C’est une écriture très originale qui est au service de cette atmosphère où les divinités et les hommes s’affrontent. L’auteur fait montre d’une parfaite maîtrise de la langue française qu’il manie avec une dextérité remarquable. On assiste à des audaces linguistiques, qui révèlent une certaine maîtrise de la langue maternelle de l’auteur ; et surtout de métaphores.
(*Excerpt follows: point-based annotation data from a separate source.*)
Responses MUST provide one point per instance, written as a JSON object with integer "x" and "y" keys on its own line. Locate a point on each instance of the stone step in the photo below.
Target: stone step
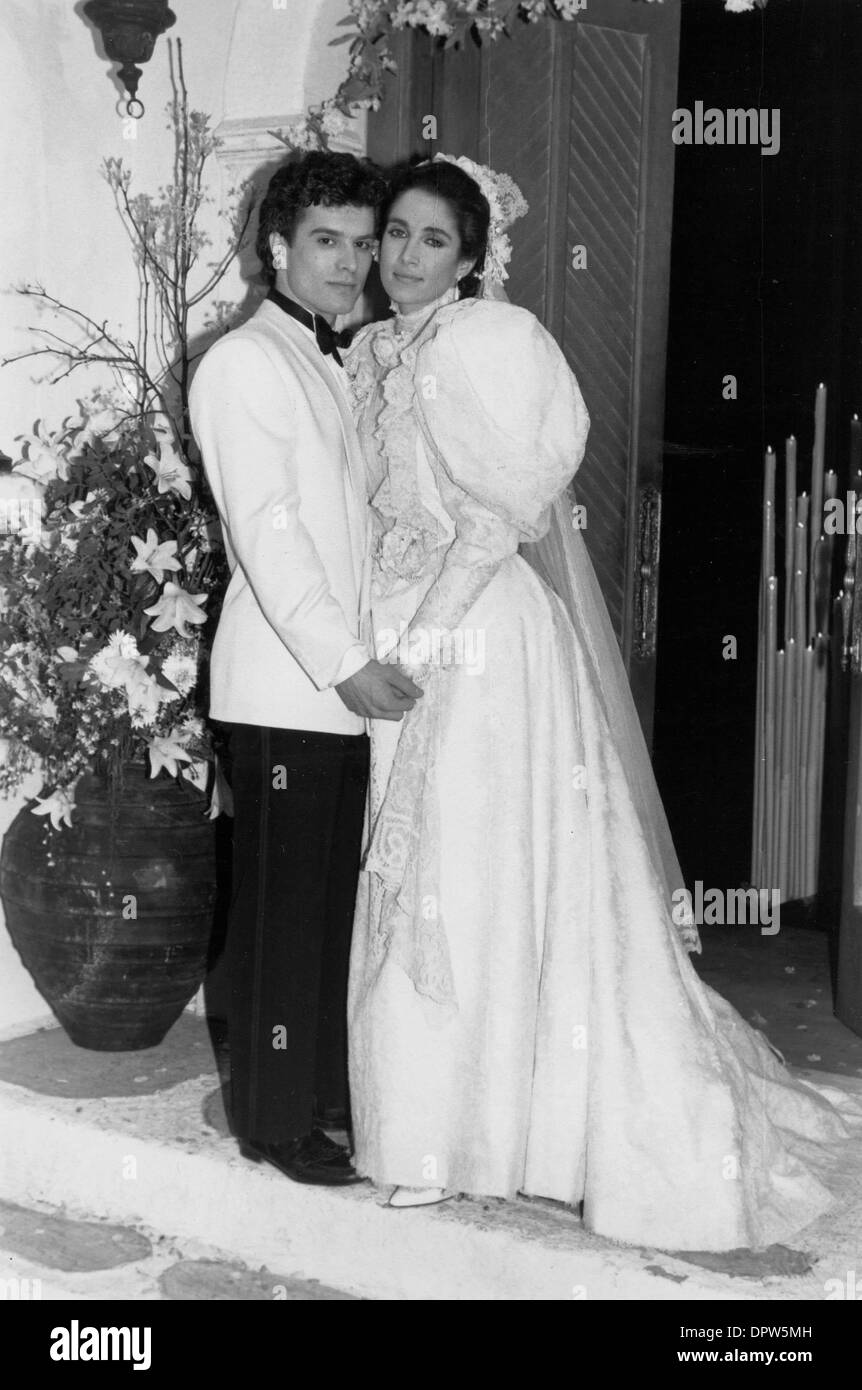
{"x": 156, "y": 1162}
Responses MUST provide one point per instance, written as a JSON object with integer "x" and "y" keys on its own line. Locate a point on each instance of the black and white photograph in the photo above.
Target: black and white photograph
{"x": 431, "y": 666}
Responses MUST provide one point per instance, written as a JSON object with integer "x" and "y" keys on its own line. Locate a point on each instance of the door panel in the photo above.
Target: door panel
{"x": 580, "y": 116}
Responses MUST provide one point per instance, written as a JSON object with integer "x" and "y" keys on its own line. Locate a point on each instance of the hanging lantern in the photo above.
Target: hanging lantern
{"x": 128, "y": 31}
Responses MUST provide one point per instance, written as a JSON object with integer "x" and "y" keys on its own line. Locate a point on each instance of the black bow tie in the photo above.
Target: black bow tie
{"x": 327, "y": 339}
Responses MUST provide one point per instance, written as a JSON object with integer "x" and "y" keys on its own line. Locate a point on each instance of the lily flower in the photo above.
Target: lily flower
{"x": 198, "y": 773}
{"x": 177, "y": 609}
{"x": 59, "y": 806}
{"x": 117, "y": 663}
{"x": 146, "y": 697}
{"x": 171, "y": 473}
{"x": 155, "y": 558}
{"x": 167, "y": 752}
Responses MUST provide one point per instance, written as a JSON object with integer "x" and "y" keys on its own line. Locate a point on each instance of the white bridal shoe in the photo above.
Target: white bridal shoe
{"x": 419, "y": 1196}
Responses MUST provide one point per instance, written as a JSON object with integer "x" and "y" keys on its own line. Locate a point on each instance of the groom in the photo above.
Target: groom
{"x": 291, "y": 670}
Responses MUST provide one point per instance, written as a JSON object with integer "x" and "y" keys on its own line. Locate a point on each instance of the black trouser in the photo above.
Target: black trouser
{"x": 298, "y": 806}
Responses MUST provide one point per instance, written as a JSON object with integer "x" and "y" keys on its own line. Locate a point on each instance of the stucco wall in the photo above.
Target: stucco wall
{"x": 60, "y": 116}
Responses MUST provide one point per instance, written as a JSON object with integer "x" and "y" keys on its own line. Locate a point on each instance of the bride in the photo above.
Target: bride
{"x": 523, "y": 1012}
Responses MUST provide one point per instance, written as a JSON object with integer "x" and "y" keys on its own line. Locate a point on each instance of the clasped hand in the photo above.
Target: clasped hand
{"x": 380, "y": 691}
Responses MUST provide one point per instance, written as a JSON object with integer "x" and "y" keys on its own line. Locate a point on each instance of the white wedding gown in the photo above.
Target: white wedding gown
{"x": 523, "y": 1012}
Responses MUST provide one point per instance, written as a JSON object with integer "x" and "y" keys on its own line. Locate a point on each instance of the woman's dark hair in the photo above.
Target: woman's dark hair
{"x": 320, "y": 177}
{"x": 466, "y": 200}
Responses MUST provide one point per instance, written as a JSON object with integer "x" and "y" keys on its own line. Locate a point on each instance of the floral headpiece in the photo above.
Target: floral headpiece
{"x": 506, "y": 203}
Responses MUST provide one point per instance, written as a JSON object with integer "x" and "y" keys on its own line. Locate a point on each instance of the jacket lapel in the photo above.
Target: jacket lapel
{"x": 299, "y": 342}
{"x": 303, "y": 344}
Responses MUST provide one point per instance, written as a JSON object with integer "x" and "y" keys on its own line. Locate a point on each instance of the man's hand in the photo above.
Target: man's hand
{"x": 380, "y": 691}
La présence d’un os, os qui est de nature très dure à croquer, à casser ou à gérer, mais qui se trouve logé dans la gorge des dieux, partie très sensible du corps humain, représente un grand affront, un casse-tête, un défi, un nœud gordien auquel les dieux doivent faire face. Et le fait que l’impertinent Tadjin se soit moqué des dieux, les ait affrontés, défiés, nargués au point même de chanter et de danser sa victoire à la mort du Chef Suprême d’Ogou, explique parfaitement le bien fondé du titre de l’ouvrage.
L’autre élément le plus frappant dans l’œuvre, c’est le style. En effet, Gaston ZOSSOU a le style assez «fleuri». Sans grand romantisme, il vous prend par la main, avant de vous conduire chez ses divinités impitoyables et méchantes.
Grâce à cette écriture et à ce style chatoyants à travers lesquels s’unissent le réel et l’imaginaire, un os dans la gorge des dieux est un véritable chef-d’œuvre littéraire, qui mérite d’être lu et relu pour mieux appréhender l’univers des divinités en Afrique en général, et en particulier au Bénin qui a la triste réputation d’être le berceau du vodoun.